Golden Chances (Jordan-Alexander Family 1)
Page 24
“Yep,” David confirmed. “Unless she changes her mind.”
“Is there a chance of that?”
“Of course. There’s always a chance.”
“She won’t change her mind,” Reese said confidently. “She needs the money too badly.” But he decided to sweeten the deal.
For the next half-hour, Reese asked David very specific questions about the house in Richmond. And each member of the household.
Chapter Seven
“Do you want to talk about it?” Tempy asked suddenly.
“Talk? About what?” Faith turned to face her aunt. They were sitting at the kitchen table, relaxing after clearing away the remains of the Christmas feast.
It was quiet. Hannah and Virt were napping, and Agnes was busy knitting a scarf in the corner of the parlor. Joy was pretending to serve tea from a miniature tea set to the dolls seated in tiny chairs at a tiny table in another corner of the parlor.
Faith observed the procedure from a distance, carefully noting the differences in the two dolls seated at the table. On Joy’s right, sat a baby doll with real blond hair and an exquisitely painted bisque face. Her arms and legs were made of the same bisque. She was dressed in a beautiful nightie made of white eyelet lace. On the left, sat Faith’s offering, a small cloth doll with brown embroidery floss for hair and a carefully embroidered face. She was dressed in a blue gown made from scraps of uniforms and a white pinafore made from one of Aunt Tempy’s petticoats.
Faith had spent many hours lovingly crafting the doll long after Joy had been put to bed. She was the best Faith had had to offer and she would probably still be under the Christmas tree if Aunt Virt hadn’t pointed her out. In her excitement over all her wonderful brightly wrapped packages, Joy had completely overlooked the plain, brown-wrapped packages at the back of the tree.
Faith wished now, that she had put them away. They couldn’t compete with all the wonderful things Augustus Jenkins had delivered.
Tempy studied Faith’s face as she watched Joy at play. “She’s a little girl, Faith. It’s her first real Christmas and she’s thrilled with all her new toys. Just as you were thrilled with your first doll.”
“I know, Aunt Tempy, it’s just that I wanted to give it to her. I wanted to be the one to provide all these gifts.”
“Didn’t you?” Tempy’s gray eyes were demanding an answer.
“He did,” Faith said resentfully. “I had nothing to do with it.”
“Really? I’d say you had a lot to do with it. I presume these gifts are from David Alexander. He seemed quite taken with you.”
“No,” Faith told her. “They’re from Reese Jordan. David Alexander might have suggested them, but they all came from Reese.”
“Reese?” Temperance probed a little deeper. “You didn’t tell me you were on a first name basis with your future employer.”
Faith saw the concern in Tempy’s face. “There was a lot I didn’t tell you, Aunt Tempy. I didn’t know how.”

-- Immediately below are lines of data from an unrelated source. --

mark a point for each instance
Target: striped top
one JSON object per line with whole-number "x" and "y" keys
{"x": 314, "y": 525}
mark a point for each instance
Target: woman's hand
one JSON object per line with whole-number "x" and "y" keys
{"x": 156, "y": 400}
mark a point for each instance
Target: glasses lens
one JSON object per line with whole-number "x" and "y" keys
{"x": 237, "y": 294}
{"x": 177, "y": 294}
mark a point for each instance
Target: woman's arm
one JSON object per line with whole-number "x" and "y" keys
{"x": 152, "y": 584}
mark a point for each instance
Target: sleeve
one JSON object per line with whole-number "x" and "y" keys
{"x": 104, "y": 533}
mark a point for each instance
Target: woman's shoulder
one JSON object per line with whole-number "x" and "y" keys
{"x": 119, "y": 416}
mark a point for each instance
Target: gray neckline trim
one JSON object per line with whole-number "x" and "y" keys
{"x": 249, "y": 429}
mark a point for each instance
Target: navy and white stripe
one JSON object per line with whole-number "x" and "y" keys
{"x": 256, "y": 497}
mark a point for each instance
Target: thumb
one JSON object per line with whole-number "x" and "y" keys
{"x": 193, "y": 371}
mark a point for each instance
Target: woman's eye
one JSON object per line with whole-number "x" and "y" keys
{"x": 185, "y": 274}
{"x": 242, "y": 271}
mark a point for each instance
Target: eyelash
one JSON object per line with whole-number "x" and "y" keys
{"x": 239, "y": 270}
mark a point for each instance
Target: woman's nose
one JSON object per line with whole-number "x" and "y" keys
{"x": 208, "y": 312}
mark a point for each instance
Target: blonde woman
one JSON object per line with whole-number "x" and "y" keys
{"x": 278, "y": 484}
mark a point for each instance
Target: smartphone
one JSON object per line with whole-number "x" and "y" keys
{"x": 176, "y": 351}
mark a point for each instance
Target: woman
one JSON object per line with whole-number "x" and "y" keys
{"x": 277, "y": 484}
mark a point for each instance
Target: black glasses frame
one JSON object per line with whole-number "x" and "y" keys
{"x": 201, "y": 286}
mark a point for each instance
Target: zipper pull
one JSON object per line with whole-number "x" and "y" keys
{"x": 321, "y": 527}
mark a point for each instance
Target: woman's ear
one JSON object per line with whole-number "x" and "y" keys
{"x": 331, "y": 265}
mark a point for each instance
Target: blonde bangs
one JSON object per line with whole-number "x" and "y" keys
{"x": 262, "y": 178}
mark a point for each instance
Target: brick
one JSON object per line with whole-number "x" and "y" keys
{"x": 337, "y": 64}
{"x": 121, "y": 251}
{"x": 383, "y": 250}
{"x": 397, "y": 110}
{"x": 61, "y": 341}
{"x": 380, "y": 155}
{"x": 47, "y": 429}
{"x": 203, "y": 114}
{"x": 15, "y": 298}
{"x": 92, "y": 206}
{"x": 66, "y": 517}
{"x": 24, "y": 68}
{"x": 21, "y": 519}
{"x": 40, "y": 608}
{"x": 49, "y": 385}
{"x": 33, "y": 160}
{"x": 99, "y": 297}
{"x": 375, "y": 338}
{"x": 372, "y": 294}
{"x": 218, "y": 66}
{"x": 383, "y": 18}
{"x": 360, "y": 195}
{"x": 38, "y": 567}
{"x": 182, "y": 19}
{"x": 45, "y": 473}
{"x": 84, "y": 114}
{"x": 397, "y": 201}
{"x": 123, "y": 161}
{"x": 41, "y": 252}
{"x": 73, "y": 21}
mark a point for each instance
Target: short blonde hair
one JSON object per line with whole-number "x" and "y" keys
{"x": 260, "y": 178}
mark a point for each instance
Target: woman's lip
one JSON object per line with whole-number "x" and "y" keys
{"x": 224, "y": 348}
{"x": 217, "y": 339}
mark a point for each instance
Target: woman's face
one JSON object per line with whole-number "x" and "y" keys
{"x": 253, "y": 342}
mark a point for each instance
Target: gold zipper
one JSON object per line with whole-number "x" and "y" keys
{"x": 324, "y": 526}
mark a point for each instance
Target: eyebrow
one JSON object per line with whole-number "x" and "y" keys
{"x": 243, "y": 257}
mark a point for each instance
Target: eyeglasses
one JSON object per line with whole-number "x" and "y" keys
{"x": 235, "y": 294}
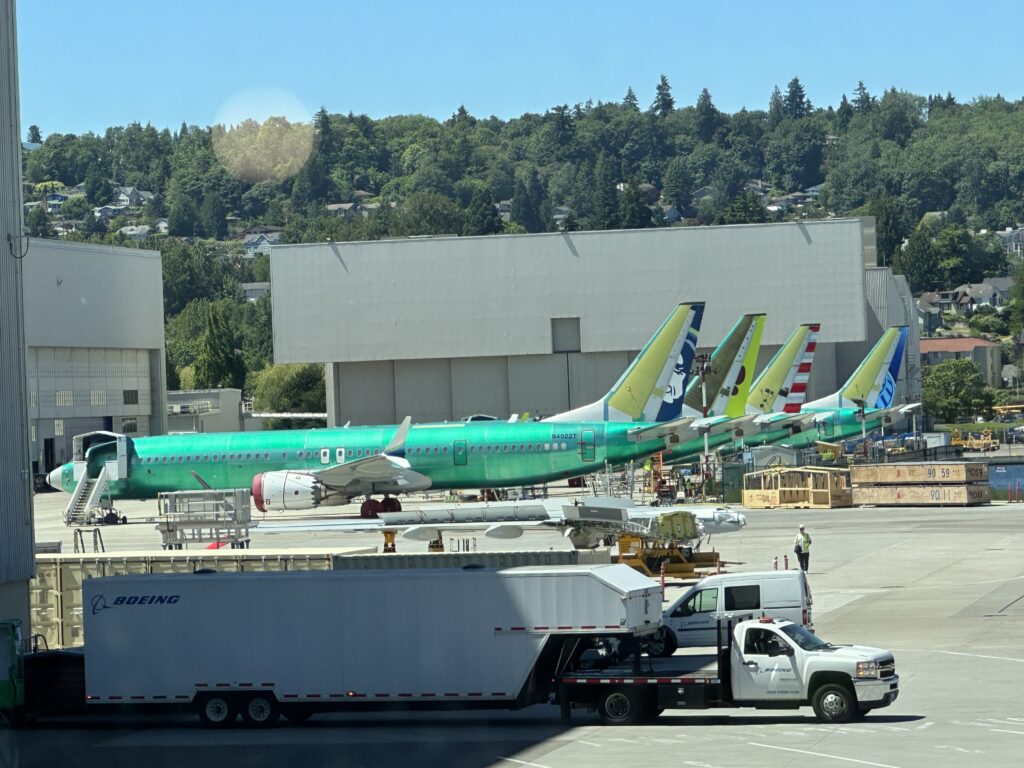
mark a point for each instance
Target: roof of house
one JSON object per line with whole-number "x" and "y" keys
{"x": 953, "y": 345}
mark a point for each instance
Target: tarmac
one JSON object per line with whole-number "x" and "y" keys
{"x": 942, "y": 588}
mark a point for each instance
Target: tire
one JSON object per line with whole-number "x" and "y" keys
{"x": 834, "y": 704}
{"x": 621, "y": 707}
{"x": 217, "y": 711}
{"x": 260, "y": 711}
{"x": 662, "y": 644}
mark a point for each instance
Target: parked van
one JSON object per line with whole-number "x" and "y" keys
{"x": 692, "y": 620}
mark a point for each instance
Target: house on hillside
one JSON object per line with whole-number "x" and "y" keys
{"x": 986, "y": 354}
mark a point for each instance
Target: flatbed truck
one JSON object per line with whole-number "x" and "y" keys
{"x": 264, "y": 645}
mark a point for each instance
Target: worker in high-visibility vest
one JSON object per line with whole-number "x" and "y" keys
{"x": 802, "y": 546}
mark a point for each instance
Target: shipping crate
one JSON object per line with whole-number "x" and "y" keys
{"x": 923, "y": 472}
{"x": 922, "y": 496}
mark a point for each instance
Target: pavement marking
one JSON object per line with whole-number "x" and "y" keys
{"x": 522, "y": 762}
{"x": 822, "y": 755}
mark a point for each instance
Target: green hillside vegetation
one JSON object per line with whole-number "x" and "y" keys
{"x": 595, "y": 166}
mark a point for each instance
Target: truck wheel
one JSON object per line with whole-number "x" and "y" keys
{"x": 260, "y": 711}
{"x": 662, "y": 644}
{"x": 834, "y": 704}
{"x": 620, "y": 707}
{"x": 217, "y": 712}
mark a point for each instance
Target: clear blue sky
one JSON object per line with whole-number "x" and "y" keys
{"x": 86, "y": 66}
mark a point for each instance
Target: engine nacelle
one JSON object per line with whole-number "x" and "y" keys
{"x": 284, "y": 491}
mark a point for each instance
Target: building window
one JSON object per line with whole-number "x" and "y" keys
{"x": 565, "y": 335}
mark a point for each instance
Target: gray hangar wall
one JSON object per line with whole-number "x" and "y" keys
{"x": 441, "y": 328}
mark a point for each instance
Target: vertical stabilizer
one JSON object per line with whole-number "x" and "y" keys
{"x": 728, "y": 383}
{"x": 781, "y": 387}
{"x": 873, "y": 383}
{"x": 651, "y": 388}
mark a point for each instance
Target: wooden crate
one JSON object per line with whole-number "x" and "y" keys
{"x": 928, "y": 473}
{"x": 922, "y": 496}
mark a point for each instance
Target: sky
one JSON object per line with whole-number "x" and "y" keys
{"x": 87, "y": 66}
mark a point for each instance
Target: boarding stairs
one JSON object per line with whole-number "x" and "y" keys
{"x": 88, "y": 497}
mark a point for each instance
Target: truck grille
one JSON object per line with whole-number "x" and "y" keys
{"x": 887, "y": 667}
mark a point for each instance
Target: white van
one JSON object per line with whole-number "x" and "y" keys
{"x": 692, "y": 620}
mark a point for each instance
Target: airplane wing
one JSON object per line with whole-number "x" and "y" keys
{"x": 390, "y": 466}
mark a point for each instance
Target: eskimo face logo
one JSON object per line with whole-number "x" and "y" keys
{"x": 99, "y": 601}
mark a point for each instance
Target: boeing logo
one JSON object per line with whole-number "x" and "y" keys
{"x": 99, "y": 601}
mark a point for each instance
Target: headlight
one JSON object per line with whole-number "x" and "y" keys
{"x": 867, "y": 669}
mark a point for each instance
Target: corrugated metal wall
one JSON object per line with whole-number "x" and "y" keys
{"x": 16, "y": 561}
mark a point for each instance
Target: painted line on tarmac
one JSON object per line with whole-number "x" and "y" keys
{"x": 821, "y": 755}
{"x": 521, "y": 762}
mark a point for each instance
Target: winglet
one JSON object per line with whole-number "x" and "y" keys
{"x": 397, "y": 444}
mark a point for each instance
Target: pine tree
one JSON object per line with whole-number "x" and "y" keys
{"x": 796, "y": 104}
{"x": 775, "y": 110}
{"x": 481, "y": 214}
{"x": 707, "y": 117}
{"x": 664, "y": 102}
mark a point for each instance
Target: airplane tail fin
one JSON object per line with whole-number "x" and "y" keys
{"x": 652, "y": 387}
{"x": 781, "y": 387}
{"x": 873, "y": 383}
{"x": 732, "y": 364}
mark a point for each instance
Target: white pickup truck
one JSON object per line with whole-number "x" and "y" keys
{"x": 764, "y": 664}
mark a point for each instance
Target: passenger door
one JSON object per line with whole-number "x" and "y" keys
{"x": 763, "y": 669}
{"x": 694, "y": 620}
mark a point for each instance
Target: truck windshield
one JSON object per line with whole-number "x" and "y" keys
{"x": 803, "y": 638}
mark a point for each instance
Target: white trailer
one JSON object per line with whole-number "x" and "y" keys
{"x": 260, "y": 644}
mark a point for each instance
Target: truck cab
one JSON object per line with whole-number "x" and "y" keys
{"x": 785, "y": 665}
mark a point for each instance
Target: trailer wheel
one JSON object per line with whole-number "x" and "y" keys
{"x": 260, "y": 711}
{"x": 621, "y": 707}
{"x": 834, "y": 704}
{"x": 216, "y": 711}
{"x": 662, "y": 644}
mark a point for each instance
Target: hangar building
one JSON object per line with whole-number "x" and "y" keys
{"x": 94, "y": 331}
{"x": 442, "y": 328}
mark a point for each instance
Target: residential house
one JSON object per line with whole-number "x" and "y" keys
{"x": 986, "y": 354}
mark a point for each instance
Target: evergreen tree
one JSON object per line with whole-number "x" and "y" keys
{"x": 677, "y": 183}
{"x": 633, "y": 210}
{"x": 775, "y": 109}
{"x": 218, "y": 364}
{"x": 481, "y": 214}
{"x": 630, "y": 99}
{"x": 862, "y": 100}
{"x": 844, "y": 115}
{"x": 664, "y": 102}
{"x": 707, "y": 118}
{"x": 796, "y": 104}
{"x": 97, "y": 188}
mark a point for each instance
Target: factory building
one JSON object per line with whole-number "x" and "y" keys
{"x": 94, "y": 330}
{"x": 442, "y": 328}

“I’m listening now, if you want to talk about it.”
“Reese Jordan wants me to have his child.” Faith dropped the news quietly and carefully, as if to muffle an explosion.
Tempy’s mouth formed a perfect O, and her command of the English language momentarily failed her. When she finally recovered her power of speech, her voice was an astonished whisper. “He what?”
“He wants me to have his child. The Richmond advertisement contained a mistake. He isn’t hiring someone to provide for his heir. He’s hiring someone to provide the child. In his words, to conceive it, carry it, deliver it, and hand it over to him—forever. And he’s willing to pay me very well for the service.” Faith stood up and began to pace around the kitchen, stopping every now and then to straighten the cups in the cupboard, or to restack a dish. “When I arrived at the Madison Hotel, his suite was full of women applying for the job. I stood in line half the day before I saw Reese Jordan, from a distance, but I never got the chance to speak to him. And I never would’ve had a chance at all if fate hadn’t intervened.”
“What happened?”
Faith took a deep breath and began to relate the chain of events that had led to her first meeting with Reese Jordan. She held nothing back except the uncontrollable mix of emotions she had experienced when Reese Jordan kissed her. The memory of his kiss and the feel of his hands intimately tying the strings of her corset still had the power to make her blush.
“He saved you from a thief, took you to dinner, and offered you the job of his…his…companion all in one evening,” Tempy observed sarcastically when Faith had finished talking. “He sounds like a scoundrel.”
“Oh, he’s very charming and very persuasive when he wants to be.”
“Most scoundrels are.”
“And yet there is something about him,” Faith murmured. “He showed me the ad in the Washington paper. He chose to tell me the truth when he could have very easily set out to seduce me.”